Deep sequencing reveals important roles of microRNAs in response to drought and salinity stress in cotton

Abstract

Drought and salinity are two major environmental factors adversely affecting plant growth and productivity. However, the regulatory mechanism is unknown. In this study, the potential roles of small regulatory microRNAs (miRNAs) in cotton response to those stresses were investigated. Using next-generation deep sequencing, a total of 337 miRNAs with precursors were identified, comprising 289 known miRNAs and 48 novel miRNAs. Of these miRNAs, 155 miRNAs were expressed differentially. Target prediction, Gene Ontology (GO)-based functional classification, and Kyoto Encyclopedia of Genes and Genomes (KEGG)-based functional enrichment show that these miRNAs might play roles in response to salinity and drought stresses through targeting a series of stress-related genes.
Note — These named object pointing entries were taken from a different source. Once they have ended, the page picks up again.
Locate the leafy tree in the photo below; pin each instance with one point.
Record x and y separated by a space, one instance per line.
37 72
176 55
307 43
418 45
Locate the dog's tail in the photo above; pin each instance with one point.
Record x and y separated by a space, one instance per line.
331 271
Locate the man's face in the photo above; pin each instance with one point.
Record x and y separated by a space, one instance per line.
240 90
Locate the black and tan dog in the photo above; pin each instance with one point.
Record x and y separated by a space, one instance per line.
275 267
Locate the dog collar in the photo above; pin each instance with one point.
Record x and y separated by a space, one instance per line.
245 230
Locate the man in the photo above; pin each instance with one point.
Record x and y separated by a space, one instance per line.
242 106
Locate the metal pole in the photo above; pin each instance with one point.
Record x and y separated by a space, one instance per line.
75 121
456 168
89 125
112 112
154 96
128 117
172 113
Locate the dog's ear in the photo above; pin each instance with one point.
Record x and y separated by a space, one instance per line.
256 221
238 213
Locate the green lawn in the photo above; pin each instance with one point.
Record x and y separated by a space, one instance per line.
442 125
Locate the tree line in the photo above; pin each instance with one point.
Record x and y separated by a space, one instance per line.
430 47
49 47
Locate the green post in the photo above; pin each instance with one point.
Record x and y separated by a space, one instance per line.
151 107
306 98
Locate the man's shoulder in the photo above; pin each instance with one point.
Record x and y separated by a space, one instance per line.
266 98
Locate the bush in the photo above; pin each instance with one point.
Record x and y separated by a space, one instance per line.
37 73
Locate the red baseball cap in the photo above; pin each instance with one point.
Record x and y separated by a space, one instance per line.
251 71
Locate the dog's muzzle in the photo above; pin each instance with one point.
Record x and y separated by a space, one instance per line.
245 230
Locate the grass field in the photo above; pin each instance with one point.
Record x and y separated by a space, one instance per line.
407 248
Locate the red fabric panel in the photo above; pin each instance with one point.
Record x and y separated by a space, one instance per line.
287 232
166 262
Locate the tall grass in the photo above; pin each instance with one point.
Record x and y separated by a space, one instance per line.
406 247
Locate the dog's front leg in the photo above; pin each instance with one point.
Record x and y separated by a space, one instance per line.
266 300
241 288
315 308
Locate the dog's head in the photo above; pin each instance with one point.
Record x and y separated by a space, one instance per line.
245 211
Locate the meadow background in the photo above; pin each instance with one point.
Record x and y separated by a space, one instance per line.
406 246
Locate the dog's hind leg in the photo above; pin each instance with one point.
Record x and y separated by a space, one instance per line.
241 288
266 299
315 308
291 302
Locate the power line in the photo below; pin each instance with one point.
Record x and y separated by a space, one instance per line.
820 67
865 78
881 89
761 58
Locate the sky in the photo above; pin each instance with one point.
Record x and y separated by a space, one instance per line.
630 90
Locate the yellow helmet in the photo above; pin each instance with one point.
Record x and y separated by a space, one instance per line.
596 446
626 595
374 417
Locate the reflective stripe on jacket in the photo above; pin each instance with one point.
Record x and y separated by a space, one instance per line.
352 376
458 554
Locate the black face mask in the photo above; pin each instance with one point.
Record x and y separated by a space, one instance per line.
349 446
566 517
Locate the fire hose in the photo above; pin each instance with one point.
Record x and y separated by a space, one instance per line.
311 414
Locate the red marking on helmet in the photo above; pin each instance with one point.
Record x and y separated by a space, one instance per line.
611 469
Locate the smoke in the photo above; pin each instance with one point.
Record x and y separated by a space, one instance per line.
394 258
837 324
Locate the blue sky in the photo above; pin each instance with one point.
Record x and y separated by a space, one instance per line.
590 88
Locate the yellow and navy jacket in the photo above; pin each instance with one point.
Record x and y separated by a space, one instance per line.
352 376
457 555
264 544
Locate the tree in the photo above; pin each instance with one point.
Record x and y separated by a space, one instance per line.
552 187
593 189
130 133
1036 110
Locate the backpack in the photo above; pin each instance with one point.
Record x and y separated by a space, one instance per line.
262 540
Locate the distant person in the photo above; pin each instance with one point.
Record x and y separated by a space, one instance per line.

Degradome sequencing analysis showed that at least 55 predicted target genes were further validated to be regulated by 60 miRNAs. CitationRank-based literature mining was employed to determinhe the importance of genes related to drought and salinity stress. The NAC, MYB, and MAPK families were ranked top under the context of drought and salinity, indicating their important roles for the plant to combat drought and salinity stress. According to target prediction, a series of cotton miRNAs are associated with these top-ranked genes, including miR164, miR172, miR396, miR1520, miR6158, ghr-n24, ghr-n56, and ghr-n59. Interestingly, 163 cotton miRNAs were also identified to target 210 genes that are important in fibre development. These results will contribute to cotton stress-resistant breeding as well as understanding fibre development.

Keywords: Cotton; deep sequencing; drought; fibre; literature mining; microRNA; salinity..

Fig. 1.

Size distribution of redundant and unique small RNA reads in cotton. (A and C) Size distribution of redundant small RNA reads from control, drought, and salt libraries. (B and D) Size distribution of unique small RNA reads from control, drought, and salt libraries. (C and D) Small RNA reads were fully mapped back to EST and GSS of upland cotton and the G. ramondii genome.

Fig. 2.

Distribution of miRNAs in control, drought, and salinity treatment. (A) Conserved miRNA families; (B) known miRNAs; (C) novel miRNAs.

Fig. 3.

Heatmaps of (A) the top 50 most abundant conserved miRNAs and (B) the top 50 most abundant novel miRNAs in control, salt, and drought libraries in cotton. Red, up-regulated; green, down-regulated.

Fig. 4.

Validation and comparison of the expression of 13 cotton miRNAs between qRT–PCR and small RNA sequencing. miRNA expression correlation between qRT–PCR and small RNA sequencing (A, drought versus control; B, salinity versus control). Fold change of miRNA expression relative to the control sample (C, qRT–PCR; and D, small RNA sequencing). qRT–PCR assay of the expression of each miRNA was performed on 10-day-old cotton seedlings in three biological replicates: control, drought, and salinity. The bar represents the standard deviation.

Fig. 5.

Cotton miRNA target alignment and its T-plot validated by degradome sequencing. (A) ghr-miR171a-g and contig7077 (Scarecrow-like protein 6-like); (B) ghr-miR390a-d and contig13815 (DEAD-box ATP-dependent RNA helicase 21-like); (C) ghr-miR395a/b and contig4429 (sulphate adenylyltransferase); and (D) ghr-miR172a/b/c/f and contig14537 (Avr9/Cf-9 rapidly elicited protein). Both the arrow and the dot represent the splice site on the miRNA target.

Fig. 6.

Top-ranked miRNA regulation networks involved in (A) drought response and (B) salinity response in cotton.